Read the latest coronavirus news:

But the NHS has said it has been preparing for a vaccine delivery. Last week NHS England chief executive Simon Stevens acknowledged that some vaccine candidates need ultra low storage.

“So it’s going to be a combination of what GPs are able to do, what community pharmacists are able to do, but also mass vaccination centres, which is one of the purposes we will be using the Nightingale Hospitals for, and other locations as well,” he told a press conference.

“There will be roving teams who will prioritise care homes and social care staff and other vulnerable groups.”

Data released about the Pfizer vaccine does not indicate how long immunity lasts, but suggests protection is achieved 28 days after vaccination.

It is also not yet known how well the vaccine works in elderly people, who are at the highest risk.
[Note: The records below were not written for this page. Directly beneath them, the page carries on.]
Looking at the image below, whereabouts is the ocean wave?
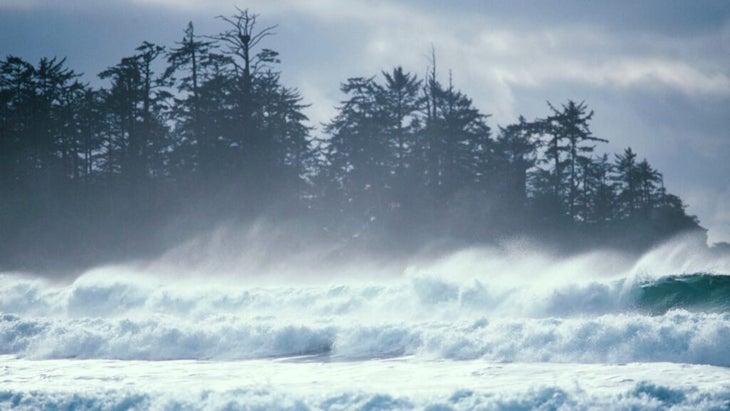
[0,381,730,411]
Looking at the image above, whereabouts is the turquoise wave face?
[638,273,730,315]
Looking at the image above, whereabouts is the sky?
[0,0,730,242]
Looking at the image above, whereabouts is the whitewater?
[0,233,730,410]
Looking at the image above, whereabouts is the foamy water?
[0,233,730,409]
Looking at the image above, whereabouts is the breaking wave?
[0,249,730,366]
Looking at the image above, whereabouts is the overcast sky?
[0,0,730,242]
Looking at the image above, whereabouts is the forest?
[0,10,704,270]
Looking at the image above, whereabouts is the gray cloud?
[0,0,730,240]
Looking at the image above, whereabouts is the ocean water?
[0,237,730,410]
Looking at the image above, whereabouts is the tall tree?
[545,100,608,218]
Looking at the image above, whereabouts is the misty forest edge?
[0,9,706,270]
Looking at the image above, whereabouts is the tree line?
[0,10,700,268]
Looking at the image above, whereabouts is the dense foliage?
[0,10,700,269]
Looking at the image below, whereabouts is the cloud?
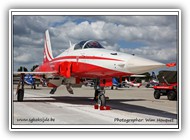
[13,16,177,69]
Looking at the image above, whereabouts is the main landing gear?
[94,80,110,110]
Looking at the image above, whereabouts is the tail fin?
[43,30,53,63]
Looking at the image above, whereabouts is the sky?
[13,15,178,71]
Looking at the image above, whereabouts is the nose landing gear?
[94,80,110,110]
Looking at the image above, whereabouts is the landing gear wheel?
[154,90,160,99]
[167,91,177,100]
[49,88,57,94]
[98,94,106,106]
[17,89,24,102]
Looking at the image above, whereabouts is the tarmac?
[11,85,179,127]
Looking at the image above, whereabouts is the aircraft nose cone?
[127,57,165,74]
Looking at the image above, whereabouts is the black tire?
[154,90,160,99]
[17,89,24,102]
[167,91,177,100]
[98,94,106,106]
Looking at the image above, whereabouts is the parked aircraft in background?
[16,30,175,106]
[125,78,142,88]
[145,72,159,88]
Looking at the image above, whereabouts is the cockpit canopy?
[74,40,104,50]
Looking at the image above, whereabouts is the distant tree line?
[17,65,39,72]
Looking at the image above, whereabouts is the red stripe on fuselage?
[45,36,53,60]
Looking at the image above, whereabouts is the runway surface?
[11,86,178,125]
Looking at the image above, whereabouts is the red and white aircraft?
[14,30,175,106]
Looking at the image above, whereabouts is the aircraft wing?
[13,71,57,75]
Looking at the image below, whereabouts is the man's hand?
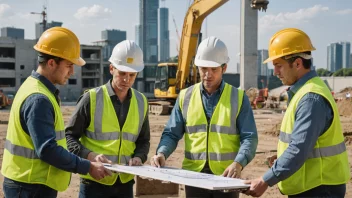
[244,177,268,197]
[222,162,242,178]
[128,157,143,166]
[89,162,112,180]
[87,152,112,164]
[150,153,166,168]
[266,155,277,168]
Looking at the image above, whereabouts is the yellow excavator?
[149,0,268,115]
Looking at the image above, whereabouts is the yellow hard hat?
[34,27,86,66]
[263,28,315,63]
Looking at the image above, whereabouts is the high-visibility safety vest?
[179,83,244,175]
[1,77,71,191]
[277,77,350,195]
[80,85,148,185]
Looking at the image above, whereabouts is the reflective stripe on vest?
[4,128,65,159]
[182,86,239,135]
[185,151,237,161]
[279,131,346,159]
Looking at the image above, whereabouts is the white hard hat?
[109,40,144,72]
[194,36,230,67]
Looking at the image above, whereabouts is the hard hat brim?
[69,57,86,67]
[111,63,144,72]
[33,44,86,67]
[194,59,222,67]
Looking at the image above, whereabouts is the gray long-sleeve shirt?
[65,80,150,163]
[263,71,332,186]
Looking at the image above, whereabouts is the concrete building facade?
[1,27,24,39]
[327,43,342,72]
[340,42,351,68]
[58,45,106,101]
[35,21,62,39]
[0,37,37,93]
[159,8,170,62]
[134,25,143,46]
[93,29,127,61]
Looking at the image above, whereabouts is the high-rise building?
[139,0,159,63]
[340,42,351,68]
[257,49,269,76]
[134,25,143,46]
[35,21,62,39]
[93,29,126,61]
[327,43,342,72]
[159,8,170,62]
[1,27,24,39]
[0,37,38,93]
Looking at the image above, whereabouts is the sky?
[0,0,352,73]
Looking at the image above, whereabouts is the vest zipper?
[205,121,210,163]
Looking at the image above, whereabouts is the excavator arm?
[176,0,228,91]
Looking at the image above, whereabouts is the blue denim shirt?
[20,71,90,174]
[263,71,333,186]
[157,81,258,167]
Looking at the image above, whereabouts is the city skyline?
[0,0,352,73]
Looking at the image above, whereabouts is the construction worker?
[1,27,111,198]
[151,37,258,197]
[246,28,350,197]
[66,40,150,198]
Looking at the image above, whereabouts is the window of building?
[68,79,77,85]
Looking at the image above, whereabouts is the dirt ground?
[0,103,352,198]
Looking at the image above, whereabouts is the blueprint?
[104,164,249,190]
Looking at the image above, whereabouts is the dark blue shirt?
[20,71,90,174]
[157,81,258,167]
[263,71,333,186]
What other coronavirus vaccines are there?

There are currently more than 200 coronavirus vaccine candidates being tested around the world.

About 12 COVID-19 vaccines around the world are currently in the final stages of testing. There are two frontrunners in the race – the one from Pfizer, called BNT162b2, and another being developed by the University of Oxford and AstraZeneca, which is also in phase three clinical trials.

Over 20,000 volunteers are now participating in trials for the Oxford vaccine, which are taking place in countries including the UK, South Africa, Brazil and Kenya. The vaccine, called ChAdOx1 nCoV-19, uses a weakened version of a common cold virus (adenovirus) which causes infections in chimpanzees.

Professor Andrew Pollard, head of Oxford’s vaccine trial team, said he is optimistic data on safety and efficacy of their vaccine will be available by the end of the year.

Advertisement

Other potential vaccines in phase three trials include ones by US drugs firm Moderna and biotech company Novavax.